The invention relates to a unit for the continuous production of printed label strips.

PRIOR ART

Units of the type cited at the beginning are known, for example from U.S. Pat. No. 5,079,980. In the case of this unit, there is a coil of strip as a supply mechanism, which prints an individual strip at printing stations and leads them to a stacking apparatus, in which the printed label strips are cut off and stacked. The disadvantage is that only a single textile strip can be printed and stacked in the complicated apparatus, which limits the efficiency of the unit.

SUMMARY OF THE INVENTION

It is an object of the invention to improve a unit of the type cited at the beginning so that a higher performance is possible.

Since the supply station provides a textile web whose width corresponds to a multiple of the width of the printed textile strip, the individual assemblies of the stations of the unit can be utilized more economically, so that the unit permits a performance which corresponds to a multiple of the performance of conventional units. The performance is virtually multiplied by the number of textile strips produced simultaneously.

For the configuration of the printing station, there result various possibilities, depending on which printing process is used and whether printing is to be carried out in one or many colors. In this case, consideration is given only to printing appliances which permit electronic data processing and operate at an appropriately high speed. Particularly preferred is an ink-jet printer, which can be configured with one or more colors and in which the individual characters are assembled in the manner of a mosaic from extremely fine ink-jet droplets. This also allows, in particular, a relatively small print head which can be configured to move to and fro transversely over the textile web. Such an ink-jet printer can be designed to process printing inks based on water. More advantageous is a configuration for processing printing inks that can be polymerized by electromagnetic steels.

Also advantageous is a configuration of the printing station as a laser printer, in which a laser beam whose direction is controlled by a program writes the characters onto an electrostatically precharged photo semiconductor film. The charge image produced is transferred to the textile web with the aid of toner particles by the printing drum covered with the film. In the simplest case, the printing station can print in one color, but a configuration is also advantageous, according to which the printing station is designed as a multicolor printer and preferably has a plurality of print heads arranged one after another for different colors.

It may be expedient to connect a conditioning station before the printing station, in order to set the temperature and/or the humidity of the textile web to a predetermined value that is suitable for the printing station. This is advantageous in particular for printers which operate on the electrostatic process.

For other printing processes, in particular for a printing station with an ink-jet printer, a treatment station for the application of an agent that improves the print, and also a following fixing station, are connected before the printing station. By means of the treatment agent, a uniform surface of the textile web can be achieved and/or the flow properties of the textile web can be at least reduced or even eliminated.

In order to fix or to dry the print on the textile web, a fixing station is connected after the printing station.
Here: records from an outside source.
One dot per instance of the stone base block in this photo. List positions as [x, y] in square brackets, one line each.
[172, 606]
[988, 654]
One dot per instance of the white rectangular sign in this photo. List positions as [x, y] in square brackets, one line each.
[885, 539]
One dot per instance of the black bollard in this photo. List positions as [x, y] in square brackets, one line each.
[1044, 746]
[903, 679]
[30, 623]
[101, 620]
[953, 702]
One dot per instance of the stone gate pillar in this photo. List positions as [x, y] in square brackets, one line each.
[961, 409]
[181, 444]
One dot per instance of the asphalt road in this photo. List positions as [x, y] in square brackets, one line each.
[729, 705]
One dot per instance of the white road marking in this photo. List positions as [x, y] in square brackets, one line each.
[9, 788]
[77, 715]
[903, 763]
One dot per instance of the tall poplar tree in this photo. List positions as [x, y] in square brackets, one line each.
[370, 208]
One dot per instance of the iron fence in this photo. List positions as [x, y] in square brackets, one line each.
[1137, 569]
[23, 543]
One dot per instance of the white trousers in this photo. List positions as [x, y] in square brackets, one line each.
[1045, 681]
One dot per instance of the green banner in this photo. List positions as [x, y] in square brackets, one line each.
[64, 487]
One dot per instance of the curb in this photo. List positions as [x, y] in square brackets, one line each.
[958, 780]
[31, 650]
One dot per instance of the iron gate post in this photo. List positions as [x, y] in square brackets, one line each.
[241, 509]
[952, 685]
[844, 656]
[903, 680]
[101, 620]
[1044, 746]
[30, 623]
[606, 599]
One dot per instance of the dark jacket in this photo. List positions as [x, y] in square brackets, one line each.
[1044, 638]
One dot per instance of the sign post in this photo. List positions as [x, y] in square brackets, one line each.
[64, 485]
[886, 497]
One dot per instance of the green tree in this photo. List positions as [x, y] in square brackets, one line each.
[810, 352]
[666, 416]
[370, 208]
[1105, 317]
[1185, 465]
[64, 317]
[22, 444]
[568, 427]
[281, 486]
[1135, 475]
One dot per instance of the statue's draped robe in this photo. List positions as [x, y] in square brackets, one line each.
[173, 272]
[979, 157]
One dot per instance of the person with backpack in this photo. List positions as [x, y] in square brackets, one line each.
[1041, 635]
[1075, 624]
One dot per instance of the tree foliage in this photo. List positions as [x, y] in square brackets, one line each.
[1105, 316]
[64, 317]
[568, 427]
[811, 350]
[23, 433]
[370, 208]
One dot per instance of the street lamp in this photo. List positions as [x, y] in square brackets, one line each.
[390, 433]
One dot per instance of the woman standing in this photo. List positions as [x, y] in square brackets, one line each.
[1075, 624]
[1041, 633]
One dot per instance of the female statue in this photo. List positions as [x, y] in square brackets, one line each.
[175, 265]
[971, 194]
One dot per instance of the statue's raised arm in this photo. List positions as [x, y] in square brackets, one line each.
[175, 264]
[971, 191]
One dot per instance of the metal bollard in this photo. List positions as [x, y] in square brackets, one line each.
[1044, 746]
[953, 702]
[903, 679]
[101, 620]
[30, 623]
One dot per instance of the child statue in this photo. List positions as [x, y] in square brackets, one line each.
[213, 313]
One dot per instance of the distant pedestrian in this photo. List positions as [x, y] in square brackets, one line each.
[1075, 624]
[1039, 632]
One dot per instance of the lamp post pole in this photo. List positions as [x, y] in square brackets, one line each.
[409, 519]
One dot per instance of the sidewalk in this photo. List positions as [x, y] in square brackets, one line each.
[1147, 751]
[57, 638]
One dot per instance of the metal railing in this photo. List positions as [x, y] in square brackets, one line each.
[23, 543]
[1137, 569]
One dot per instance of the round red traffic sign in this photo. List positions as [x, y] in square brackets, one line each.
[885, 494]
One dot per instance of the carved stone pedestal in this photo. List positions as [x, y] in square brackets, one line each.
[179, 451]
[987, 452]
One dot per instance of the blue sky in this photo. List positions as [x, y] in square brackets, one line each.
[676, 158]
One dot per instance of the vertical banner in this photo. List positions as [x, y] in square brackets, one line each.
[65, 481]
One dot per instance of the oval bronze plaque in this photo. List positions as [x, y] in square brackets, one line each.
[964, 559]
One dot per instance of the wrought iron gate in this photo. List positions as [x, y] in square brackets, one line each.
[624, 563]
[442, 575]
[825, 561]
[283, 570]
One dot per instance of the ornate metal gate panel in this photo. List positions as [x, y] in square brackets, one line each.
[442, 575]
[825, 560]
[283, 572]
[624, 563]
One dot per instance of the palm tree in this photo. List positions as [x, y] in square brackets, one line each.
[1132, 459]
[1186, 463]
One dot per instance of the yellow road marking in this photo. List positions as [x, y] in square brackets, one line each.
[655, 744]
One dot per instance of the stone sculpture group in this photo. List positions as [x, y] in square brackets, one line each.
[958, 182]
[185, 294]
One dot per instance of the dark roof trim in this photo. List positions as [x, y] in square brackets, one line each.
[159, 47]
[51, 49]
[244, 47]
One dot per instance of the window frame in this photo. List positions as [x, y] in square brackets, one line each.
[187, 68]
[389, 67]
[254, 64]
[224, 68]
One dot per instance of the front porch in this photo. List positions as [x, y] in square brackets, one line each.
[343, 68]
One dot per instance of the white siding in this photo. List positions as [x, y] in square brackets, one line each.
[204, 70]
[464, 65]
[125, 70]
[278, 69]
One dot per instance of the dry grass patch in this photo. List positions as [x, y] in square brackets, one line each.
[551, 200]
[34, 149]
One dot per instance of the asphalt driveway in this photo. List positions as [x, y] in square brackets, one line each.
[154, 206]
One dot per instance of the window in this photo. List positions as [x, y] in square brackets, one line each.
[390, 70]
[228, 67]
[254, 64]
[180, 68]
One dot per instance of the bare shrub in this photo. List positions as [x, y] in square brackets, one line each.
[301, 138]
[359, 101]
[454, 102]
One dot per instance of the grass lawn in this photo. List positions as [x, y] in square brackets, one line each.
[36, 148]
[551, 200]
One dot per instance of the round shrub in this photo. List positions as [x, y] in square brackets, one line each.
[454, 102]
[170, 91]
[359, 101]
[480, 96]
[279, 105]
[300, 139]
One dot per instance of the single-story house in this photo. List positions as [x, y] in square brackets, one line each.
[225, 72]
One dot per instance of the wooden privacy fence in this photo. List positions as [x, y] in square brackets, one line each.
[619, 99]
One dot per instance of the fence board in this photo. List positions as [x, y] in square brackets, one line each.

The design of the fixing station depends on the printing principle used. Here, care should be taken, in particular, that the fixing is carried out as quickly as possible and the print is as resistant as possible. For polymerizable printing inks, a fixing station for emitting polmerizing electromagnetic steels is particularly suitable, preferably an UV emitter. For laser printers operating with toner, an IR fixing station is preferred, which supplies the necessary heat to melt the toner particles onto the textile web. In the latter case, an additional press station is advantageous, which presses the print into the textile web and therefore improves the connection.

In addition, it is an advantage that the unit has a strip fixing station for the printed textile web, in order to free the textile web of tension and to smooth it.

Particularly advantageous is a configuration of the unit, according to which the printing station has a coating station connected after it, in order to provide the printed textile web with a protective layer. Such a protective layer protects the print on the textile web against mechanical and chemical stress.

In order to improve the quality of the printed textile strips produced, the unit can be provided with a folding station in order to fold the edge regions of the printed textile strips toward each other and therefore to turn an ugly or rough cut edge inward away from the marginal region. The fold can be fixed permanently by a fixing station connected after the folding station.

The printed textile strips can either be rolled up or deposited in an unstructured position in a container. More advantageous, however, is a configuration of the unit according to which there is a crosscutting station in order to subdivide the printed textile strip into sections. This crosscutting station can advantageously have a stacking apparatus arranged after it, in order to collect the textile strip sections in an ordered form.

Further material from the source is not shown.